Statement by ITF Seafarers Section Chair, David Heindel, on the US Coast Guard's Deepwater Horizon Report
“The US Coast Guard's recent report on the Deepwater Horizon tragedy reinforces the International Transport Workers' Federation's long-held position that so-called flag-of-convenience or runaway-flag vessels often facilitate and even encourage unsafe business practices. The ITF recognizes that there are conscientious FOC operators and many have well trained crews (regardless of their nationality), but many FOC operators have no regard for the mariners, their competency and other victims who suffer as a result of the runaway-flag system. Putting swift profits ahead of safety, runaway-flag entities also risk catastrophic environmental damage like that which occurred last year when the rig exploded.

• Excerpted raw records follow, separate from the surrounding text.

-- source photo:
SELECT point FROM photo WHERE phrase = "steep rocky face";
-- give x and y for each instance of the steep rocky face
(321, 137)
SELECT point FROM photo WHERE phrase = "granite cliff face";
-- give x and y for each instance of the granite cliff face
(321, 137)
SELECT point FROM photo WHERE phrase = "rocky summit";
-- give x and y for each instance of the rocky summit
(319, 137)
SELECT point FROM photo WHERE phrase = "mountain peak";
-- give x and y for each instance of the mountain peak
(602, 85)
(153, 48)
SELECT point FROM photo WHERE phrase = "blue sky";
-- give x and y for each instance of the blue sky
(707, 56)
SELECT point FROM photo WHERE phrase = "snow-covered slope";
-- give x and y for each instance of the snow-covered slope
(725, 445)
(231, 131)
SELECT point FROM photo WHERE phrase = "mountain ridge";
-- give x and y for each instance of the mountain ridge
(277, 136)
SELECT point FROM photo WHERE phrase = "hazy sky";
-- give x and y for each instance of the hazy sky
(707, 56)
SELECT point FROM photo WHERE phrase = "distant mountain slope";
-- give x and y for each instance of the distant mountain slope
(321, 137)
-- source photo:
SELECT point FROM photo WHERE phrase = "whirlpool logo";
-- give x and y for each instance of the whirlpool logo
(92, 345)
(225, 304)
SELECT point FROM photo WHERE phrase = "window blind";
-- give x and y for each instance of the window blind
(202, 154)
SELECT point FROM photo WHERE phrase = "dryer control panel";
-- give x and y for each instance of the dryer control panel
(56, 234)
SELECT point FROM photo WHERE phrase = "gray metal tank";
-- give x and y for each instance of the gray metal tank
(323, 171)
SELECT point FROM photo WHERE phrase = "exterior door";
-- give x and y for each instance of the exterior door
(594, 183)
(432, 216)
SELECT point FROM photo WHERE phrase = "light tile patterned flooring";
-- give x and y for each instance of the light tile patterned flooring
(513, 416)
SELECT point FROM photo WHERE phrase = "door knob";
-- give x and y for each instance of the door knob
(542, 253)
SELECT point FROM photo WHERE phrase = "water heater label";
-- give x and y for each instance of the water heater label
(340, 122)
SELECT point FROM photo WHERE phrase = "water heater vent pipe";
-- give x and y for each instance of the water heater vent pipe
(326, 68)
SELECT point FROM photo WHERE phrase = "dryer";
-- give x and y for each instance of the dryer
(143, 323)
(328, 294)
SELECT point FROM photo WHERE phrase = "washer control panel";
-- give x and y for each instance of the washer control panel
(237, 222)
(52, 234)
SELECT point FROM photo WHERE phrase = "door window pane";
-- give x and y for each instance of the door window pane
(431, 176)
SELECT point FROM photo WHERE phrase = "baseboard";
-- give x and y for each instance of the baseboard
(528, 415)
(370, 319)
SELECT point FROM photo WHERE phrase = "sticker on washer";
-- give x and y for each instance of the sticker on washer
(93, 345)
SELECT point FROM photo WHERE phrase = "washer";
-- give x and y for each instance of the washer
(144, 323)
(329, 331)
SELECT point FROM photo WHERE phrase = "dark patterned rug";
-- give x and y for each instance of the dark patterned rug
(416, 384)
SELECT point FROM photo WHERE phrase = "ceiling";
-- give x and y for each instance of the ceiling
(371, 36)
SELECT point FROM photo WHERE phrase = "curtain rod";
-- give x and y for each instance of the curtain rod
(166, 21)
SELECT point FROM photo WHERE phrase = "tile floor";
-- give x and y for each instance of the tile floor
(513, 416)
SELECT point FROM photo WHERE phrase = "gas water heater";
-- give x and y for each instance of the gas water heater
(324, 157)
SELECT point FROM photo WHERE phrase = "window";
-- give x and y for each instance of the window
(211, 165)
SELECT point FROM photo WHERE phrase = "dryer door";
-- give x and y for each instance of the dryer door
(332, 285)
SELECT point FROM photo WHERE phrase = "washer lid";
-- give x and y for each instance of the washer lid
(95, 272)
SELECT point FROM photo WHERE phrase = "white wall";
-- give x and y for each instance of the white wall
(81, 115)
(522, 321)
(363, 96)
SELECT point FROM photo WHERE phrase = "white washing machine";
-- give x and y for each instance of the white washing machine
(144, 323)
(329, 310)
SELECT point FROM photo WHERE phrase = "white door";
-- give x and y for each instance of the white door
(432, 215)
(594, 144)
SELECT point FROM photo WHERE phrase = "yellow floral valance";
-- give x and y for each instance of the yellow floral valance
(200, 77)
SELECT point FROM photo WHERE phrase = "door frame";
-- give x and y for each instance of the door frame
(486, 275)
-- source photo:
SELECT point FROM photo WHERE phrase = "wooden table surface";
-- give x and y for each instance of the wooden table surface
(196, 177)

“The ITF applauds the Coast Guard's focus on what happens when a flag state fails to oversee that its vessels comply with ISM and other international minimum standards. When rules and regulations are or become lax, conditions can deteriorate into confusion and chaos. This was seen aboard the Deepwater Horizon when it was off the Gulf Coast of the United States last year. It was not registered in the United States we has a rich maritime history, but instead with the Marshall Islands which lacks a strong regulatory regime.
“In addition, international maritime organizations such as the ITF see such dangerous examples daily off the coast of Somalia, the Gulf of Oman where 40% of the world's oil supply originates and in the Indian Ocean, as pirates count on such poor conditions to raid and capture under-crewed, under-prepared vessels and crews and poorly maintained vessels sailing under runaway flags. Piracy obviously pre-dates runaway-flag shipping, but the very same FOC system that arguably led to the Deepwater Horizon tragedy also is hampering international efforts to fight back against the modern version of at-sea terrorism. Without runaway flags, the vital task of ending piracy would be immeasurably easier as traditional maritime States would seek to protect their nation’s respective assets.”